Butter Wakefield Garden Design is a small west London-based studio, specialising in residential projects in the city and the southwest of the United Kingdom. Butter takes inspiration from surrounding architecture, landscapes, interior design aesthetic and the client’s brief to deliver highly considered, elegant gardens. Sustainability is hugely important to Butter’s design process and at the heart of all her projects. This means choosing British materials and British-grown plants wherever possible, and using no herbicides or pesticides. Her planting extends the flowering season as long as possible, for people and pollinators alike. She and her team work closely with specialist contractors in all fields and source unique and characterful materials, with their aim being the creation of outstanding, beautiful gardens that enhance each property and bring joy and inspiration to their owners. Butter has over 20 years of experience creating many inspirational and purposeful gardens of all sizes both in London and beyond. She has a profound love for her job and her clients and takes a tremendous amount of time and care over them both. This acclaimed team have received multiple awards, including the 2017 RHS Chatsworth Gold Medal and ‘People’s Choice’ with Belmond, 2018 RHS Chelsea ‘Best Trade Stand’ with Gaze Burvill, and most recently awards from BALI National Landscape Awards in 2019 the Society of Garden Designers in 2020. She is one of our 2024 House and Garden ‘Top 50 Garden Designers’, as well as one of the 2024 Country Life Top 100 Garden Designers.
Garden & Landscape Design
"Purposeful, timeless design supported by dreamy, structural planting."
Kensington Project
The brief was to create a garden for a family with their four young children over a basement swimming pool, so the first two so the first two-thirds of the plot were “a void” with a blank canvas of lawn in the rear section. What the garden did have, unusually for London, were two matching, attractive, old boundary walls. A gate set into the rear wall opening on to a communal square, and this shared space meant the garden isn’t overlooked or shaded by houses at that end, making it brighter than many city gardens. It also provides a leafy borrowed landscape. Within the garden itself, we had to contend with a pair of skylights that illuminate the swimming pool below.

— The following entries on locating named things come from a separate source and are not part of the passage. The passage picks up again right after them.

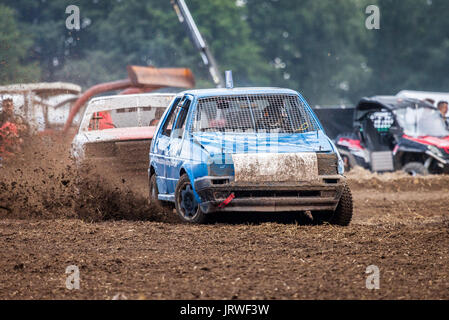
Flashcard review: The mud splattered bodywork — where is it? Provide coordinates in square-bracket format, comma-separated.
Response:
[149, 88, 346, 218]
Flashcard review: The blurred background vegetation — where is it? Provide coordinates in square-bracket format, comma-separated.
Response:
[0, 0, 449, 105]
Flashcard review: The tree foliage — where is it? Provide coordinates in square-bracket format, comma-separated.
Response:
[0, 4, 39, 84]
[0, 0, 449, 104]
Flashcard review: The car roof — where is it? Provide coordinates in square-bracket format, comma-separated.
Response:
[89, 92, 176, 103]
[357, 96, 435, 110]
[179, 87, 298, 98]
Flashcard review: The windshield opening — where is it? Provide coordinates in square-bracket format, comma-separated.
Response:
[394, 106, 449, 137]
[193, 95, 319, 133]
[88, 107, 165, 131]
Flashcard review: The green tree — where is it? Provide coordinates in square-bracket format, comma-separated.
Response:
[247, 0, 370, 104]
[0, 4, 40, 84]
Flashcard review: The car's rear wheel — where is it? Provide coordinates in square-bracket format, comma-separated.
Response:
[402, 162, 429, 176]
[149, 174, 173, 210]
[175, 174, 206, 223]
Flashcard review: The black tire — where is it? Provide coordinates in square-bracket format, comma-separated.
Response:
[402, 162, 429, 176]
[148, 174, 173, 210]
[329, 185, 354, 226]
[175, 174, 206, 223]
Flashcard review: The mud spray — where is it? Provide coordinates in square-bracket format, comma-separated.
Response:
[0, 137, 167, 222]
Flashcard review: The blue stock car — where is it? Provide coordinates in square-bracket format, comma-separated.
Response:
[148, 88, 353, 225]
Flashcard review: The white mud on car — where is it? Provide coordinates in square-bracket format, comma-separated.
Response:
[232, 152, 318, 182]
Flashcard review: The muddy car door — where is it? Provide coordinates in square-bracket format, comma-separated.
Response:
[151, 98, 180, 194]
[165, 96, 192, 194]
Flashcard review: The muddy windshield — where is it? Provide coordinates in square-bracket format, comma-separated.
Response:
[193, 95, 319, 133]
[394, 107, 449, 137]
[88, 107, 164, 131]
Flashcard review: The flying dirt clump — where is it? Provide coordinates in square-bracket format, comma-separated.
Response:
[0, 137, 165, 221]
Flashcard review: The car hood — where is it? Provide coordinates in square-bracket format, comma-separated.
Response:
[84, 126, 156, 142]
[193, 131, 333, 155]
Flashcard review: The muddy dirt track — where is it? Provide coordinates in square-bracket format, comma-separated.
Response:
[0, 141, 449, 299]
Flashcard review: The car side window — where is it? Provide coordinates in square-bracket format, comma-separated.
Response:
[173, 99, 190, 138]
[162, 99, 182, 137]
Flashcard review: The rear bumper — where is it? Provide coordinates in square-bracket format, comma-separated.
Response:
[194, 175, 346, 213]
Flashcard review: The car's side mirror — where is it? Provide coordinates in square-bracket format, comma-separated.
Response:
[388, 126, 404, 135]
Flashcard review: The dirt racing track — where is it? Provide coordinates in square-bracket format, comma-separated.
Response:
[0, 141, 449, 299]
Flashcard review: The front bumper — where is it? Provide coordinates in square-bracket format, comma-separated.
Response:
[194, 175, 346, 213]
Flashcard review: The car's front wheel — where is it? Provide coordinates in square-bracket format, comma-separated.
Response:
[149, 174, 173, 210]
[312, 185, 353, 226]
[175, 174, 206, 223]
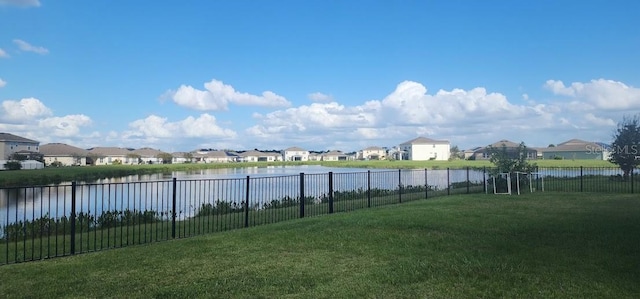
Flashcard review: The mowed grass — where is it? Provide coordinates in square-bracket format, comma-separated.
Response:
[0, 193, 640, 298]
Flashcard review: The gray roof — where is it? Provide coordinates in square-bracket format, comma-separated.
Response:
[238, 150, 280, 157]
[487, 139, 520, 147]
[131, 147, 166, 158]
[0, 133, 40, 144]
[40, 143, 89, 157]
[89, 147, 133, 157]
[401, 137, 449, 144]
[542, 139, 607, 152]
[322, 151, 346, 156]
[285, 146, 306, 152]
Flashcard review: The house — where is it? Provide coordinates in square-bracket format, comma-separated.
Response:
[171, 152, 193, 164]
[87, 147, 133, 165]
[320, 151, 349, 161]
[356, 146, 387, 160]
[193, 151, 238, 163]
[127, 147, 168, 164]
[399, 137, 451, 161]
[238, 150, 282, 162]
[309, 152, 322, 161]
[282, 146, 309, 161]
[469, 139, 538, 160]
[463, 146, 482, 160]
[0, 133, 40, 160]
[40, 143, 89, 166]
[542, 139, 611, 160]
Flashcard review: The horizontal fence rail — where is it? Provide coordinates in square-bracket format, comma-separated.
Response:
[0, 167, 640, 265]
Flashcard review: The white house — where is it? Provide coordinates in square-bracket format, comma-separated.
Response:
[40, 143, 89, 166]
[0, 133, 40, 160]
[88, 147, 133, 165]
[320, 151, 349, 161]
[282, 146, 309, 161]
[238, 150, 282, 162]
[399, 137, 451, 161]
[356, 146, 387, 160]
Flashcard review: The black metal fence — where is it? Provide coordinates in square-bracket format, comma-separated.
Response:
[0, 167, 637, 265]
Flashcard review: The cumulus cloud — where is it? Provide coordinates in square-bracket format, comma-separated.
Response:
[171, 79, 291, 111]
[0, 0, 40, 7]
[124, 113, 236, 142]
[13, 39, 49, 55]
[544, 79, 640, 111]
[307, 92, 333, 102]
[0, 98, 52, 123]
[38, 114, 91, 137]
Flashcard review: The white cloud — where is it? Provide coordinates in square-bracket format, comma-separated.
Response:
[38, 114, 91, 137]
[0, 0, 40, 7]
[13, 39, 49, 55]
[0, 98, 52, 123]
[544, 79, 640, 111]
[123, 113, 237, 142]
[307, 92, 333, 102]
[172, 79, 291, 111]
[584, 113, 616, 127]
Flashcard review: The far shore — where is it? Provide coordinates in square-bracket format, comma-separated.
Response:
[0, 160, 617, 187]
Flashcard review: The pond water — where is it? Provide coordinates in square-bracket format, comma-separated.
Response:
[0, 165, 483, 229]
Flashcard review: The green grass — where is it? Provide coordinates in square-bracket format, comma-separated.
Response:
[0, 193, 640, 298]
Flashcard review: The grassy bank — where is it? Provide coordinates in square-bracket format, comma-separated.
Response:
[0, 160, 615, 187]
[0, 193, 640, 298]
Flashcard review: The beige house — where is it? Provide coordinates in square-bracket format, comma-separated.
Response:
[356, 146, 387, 160]
[398, 137, 451, 161]
[282, 146, 309, 161]
[87, 147, 133, 165]
[40, 143, 89, 166]
[127, 147, 168, 164]
[0, 133, 40, 160]
[193, 151, 237, 163]
[238, 150, 282, 162]
[469, 139, 538, 160]
[320, 151, 349, 161]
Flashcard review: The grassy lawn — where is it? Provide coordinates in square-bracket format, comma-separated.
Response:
[0, 193, 640, 298]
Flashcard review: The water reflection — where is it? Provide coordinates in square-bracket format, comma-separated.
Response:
[0, 165, 484, 230]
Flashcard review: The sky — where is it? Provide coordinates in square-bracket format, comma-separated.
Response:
[0, 0, 640, 152]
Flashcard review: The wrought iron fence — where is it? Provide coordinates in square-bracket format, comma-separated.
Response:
[0, 167, 638, 265]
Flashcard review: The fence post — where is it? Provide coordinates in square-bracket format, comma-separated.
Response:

We began the plan by addressing these, concealing them within the planting and placing the seating area on the other side of the garden, where it catches the sun later in the day. Two paths from the house merge and then meander through the garden, taking in the seating space and a little area of lawn – requested by the family for play and picnics – en route to the communal garden gate, which has been screened by a clipped yew hedge, matching the hedge that now blurs the rear boundary. A sense of seclusion is created by four Platanus x acerifolia trees that cover the seating area. Their tall, elegant trunks and flat canopies create a perfect living parasol. In the heatwaves of recent summers, they provided very welcome shade. Clipped, their look remains quite strong and structural. To pull the eye into the furthest reaches of the garden we planted a beautiful multi-stem Stewartia pseudocamellia in the far right hand corner, and nearby we placed a large, lichen-speckled, circular limestone trough adapted into a water feature that nestles into the planting between path and lawn. Additional structural planting comes from the cushions and domes of Taxus baccata. They also provide important contrast with shaggy golden-brown grasses including Stipa gigantea, Stipa tenuissima and Molinia caerulea ‘Heidebraut’. We use an array of flower shapes to appeal to wide range of pollinators and the variety of plants creates a sense of intensity and drama. Playing with the juxtaposition of the perennials and grasses and their various heights helps to bring an interesting rhythm to the planting, giving it an almost tapestry-like effect. The result is a garden of escapism and intense immersion, especially when enjoyed from the comfort of the outdoor sofas.
Primrose Hill project
This enchanting little project was designed for a wonderfully creative young couple who have a keen design aesthetic, style and vibrant sense of colour. It is divided into four parts: the main garden at the rear of the property, the central tiny courtyard garden positioned in between the kitchen and the family room, the roof terrace off the master bathroom and the front garden. Atmosphere and detail were enhanced in all areas including two separate water features, one antique stone trough and one made to measure lead cistern. We also specified bespoke metal wall brackets and estate railings to add further impact and interest while providing form and function.